Yesterday was an enormously busy day, and I didn't have time to finish my blog.

Micah and I took a look at my design to see where improvements could be made. I'm happy to say, we found several areas in which it could be improved, and some areas where things already seemed like they could work. The first thing we did was compare my design against S.O.L.I.D. which I will go over a little more later. Then we played around with a few strategies until we found one that seemed to fit best. The rest of the day I spent re-factoring my code, rewriting code using TDD, and trying to implement my new design.

What I learned:

Underlining Principles of being a Software Craftsman:

* Using a standard to test your design: One standard I typically used is SOLID, for Object Oriented Design. The acronym S.O.L.I.D. was coined by Uncle Bob at Object Mentor. It stands for:

Single Responsibility Principle: A class should hold one concept, with one reason to change
Open/Closed Principle: A class should be Open for extension, Closed for modification
Liskov Subsitution Principle: A child class must be able to substitute its parent class
Interface Segregation Principle: No client should be forced to depend on methods it doesn't use
Dependancy Inversion Principle: Always try to avoid dependancies on concrete classes

These design standards (not all of which apply for all languages, like ISP in Ruby) can lead you closer to a robust and flexible design. Or at least, they will help you stay away from rigid and fragile designs.
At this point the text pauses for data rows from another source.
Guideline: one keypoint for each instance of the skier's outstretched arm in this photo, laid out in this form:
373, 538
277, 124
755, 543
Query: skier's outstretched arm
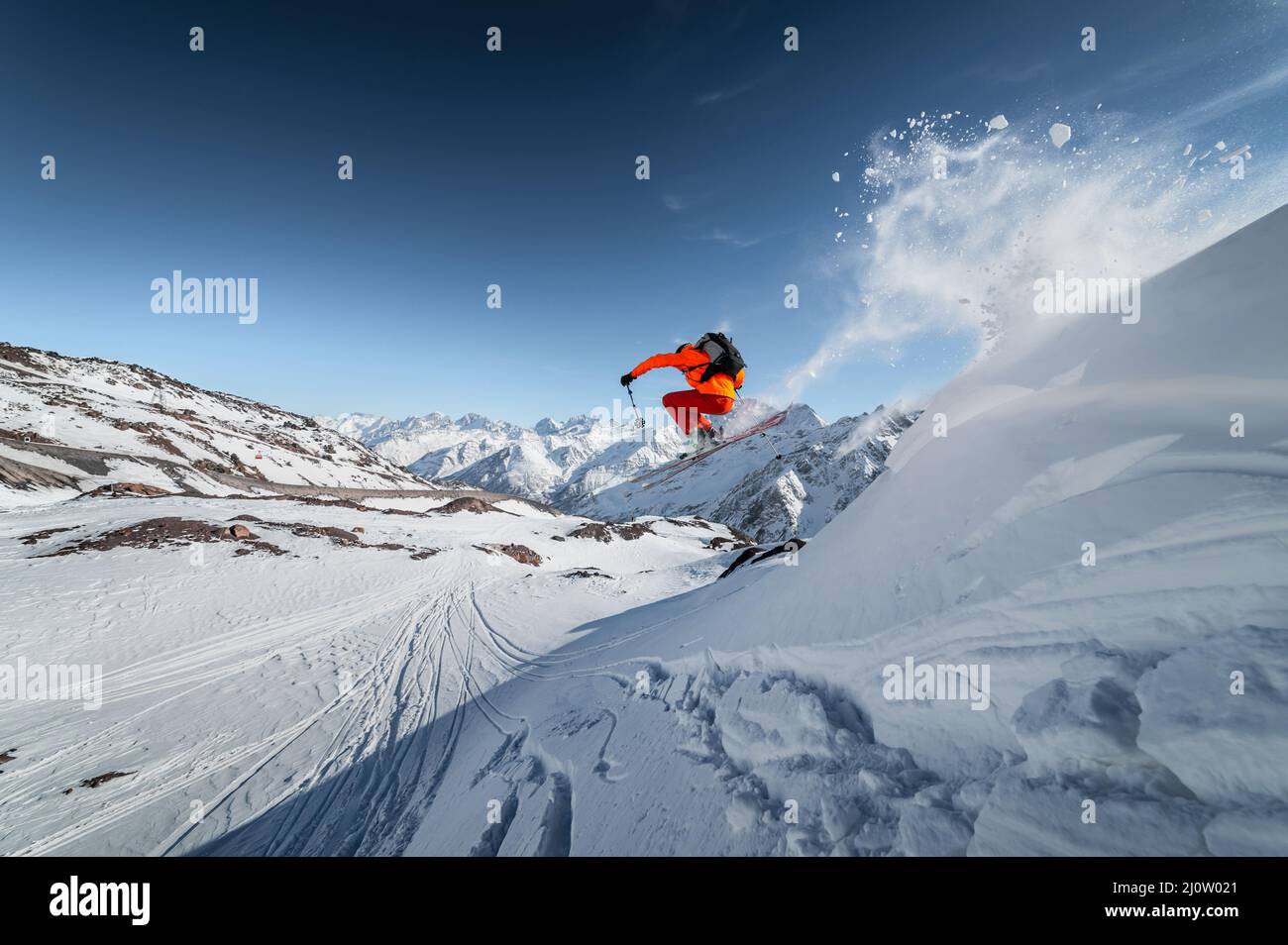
686, 360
* Personal Code Review: It is overwhelmingly helpful if you look over your code a few days after you wrote it. When your purpose behind doing some little trick, or some conditional is no longer quite so clear, you are able to see some weaknesses in your code.
Its rather like when writing a paper, and then going over it right after you write it with the intention of making sure everything you said makes sense. This is typically ineffective because your intentions, with the words you used, are still clear to you, but if you give your paper to someone else, they can point out where your words might not match your interpretation or intent.
Writing code is very similar, even though your code may function as you intended, it might not read as easily as you thought it would. Or at lease, it is likely that you can do a little more refactoring to make your intentions pop out of the code so obviously that it only take one look to understand what you are getting at.
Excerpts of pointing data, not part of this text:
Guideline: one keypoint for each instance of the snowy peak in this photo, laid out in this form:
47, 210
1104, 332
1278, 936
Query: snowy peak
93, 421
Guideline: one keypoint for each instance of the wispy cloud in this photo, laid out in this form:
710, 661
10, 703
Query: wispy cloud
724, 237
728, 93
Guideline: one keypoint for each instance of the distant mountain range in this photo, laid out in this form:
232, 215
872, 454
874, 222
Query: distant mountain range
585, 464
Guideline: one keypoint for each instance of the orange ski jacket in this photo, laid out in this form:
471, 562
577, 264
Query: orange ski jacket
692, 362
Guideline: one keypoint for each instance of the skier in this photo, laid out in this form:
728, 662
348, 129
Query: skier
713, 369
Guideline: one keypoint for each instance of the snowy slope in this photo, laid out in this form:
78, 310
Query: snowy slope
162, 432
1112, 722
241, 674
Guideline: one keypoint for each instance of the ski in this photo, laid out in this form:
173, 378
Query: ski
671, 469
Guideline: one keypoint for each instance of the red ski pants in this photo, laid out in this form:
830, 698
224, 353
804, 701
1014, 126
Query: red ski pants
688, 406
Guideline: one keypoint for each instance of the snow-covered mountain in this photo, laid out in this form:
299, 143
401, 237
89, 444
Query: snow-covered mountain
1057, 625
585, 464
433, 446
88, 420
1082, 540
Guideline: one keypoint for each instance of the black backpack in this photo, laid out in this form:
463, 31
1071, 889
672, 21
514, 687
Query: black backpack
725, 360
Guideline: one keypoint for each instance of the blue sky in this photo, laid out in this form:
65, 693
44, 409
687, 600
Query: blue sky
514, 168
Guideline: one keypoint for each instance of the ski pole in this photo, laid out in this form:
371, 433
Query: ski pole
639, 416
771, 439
* If you can write a mock yourself, write the mock yourself: This one stems right from Micah, who believes that adding complex mocking frameworks, adds needless complexity. Instead, if you ever need a mock object, write it yourself.
This has several advantages, the most prominent of which is that once you have written a good MockClass, you can use it anytime, anywhere. For example, yesterday I was trying to mock out a FocusEvent in Java, and I needed to pass a Component derivative for the constructor. Well it turns out, Micah has already written convenient mocks that I could use. Other advantages are that, you always know what your mocks can and can't do, and that you can keep it as simple and lightweight as possible.
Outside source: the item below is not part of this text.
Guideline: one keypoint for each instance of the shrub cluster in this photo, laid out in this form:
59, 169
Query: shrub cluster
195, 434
General Knowledge of Language:

* Parallel inheritance structures can be dangerous: They might start out pretty, and you can add some nice abstract classes or interfaces to help segregate them, but eventually decay is inevitable... That is, assuming they continue to grow. There will be a point where if you want to make an addition to one side of the structure, that addition must be able to handle all the cases of the other side. This isn't too bad with just two or three derived classes, but thou shalt not make four. Five is right out.

* Just a note on abstract classes. A class is abstract if it has at least one abstract method. Though, you can declare a class as abstract even without an abstract method, thats just a phony.


Design Patterns:

* Strategy Pattern (aka Policy Pattern): The Strategy Pattern is way to use a variety of different algorithms for a single context at run time. Say you wanted to make a simple calculator that could add, subtract, and multiply. You could use the Strategy Pattern, with the calculator interaction with your user as the context, and the three operations as your strategies.
In Java, you would create a Calculator class, which had a means to interact with the user, and which would contain a reference to a Strategy Interface. The Strategy Interface would have an calculate method, and three derived classes which would implement this method. Then in the context, or the Calculator class, you would pass any of the operation strategies as an argument of the Calculator constructor, and then call calculate on the strategy reference to use the desired operation.

Now to finish implementing my KeyProcessor using the dispatcher!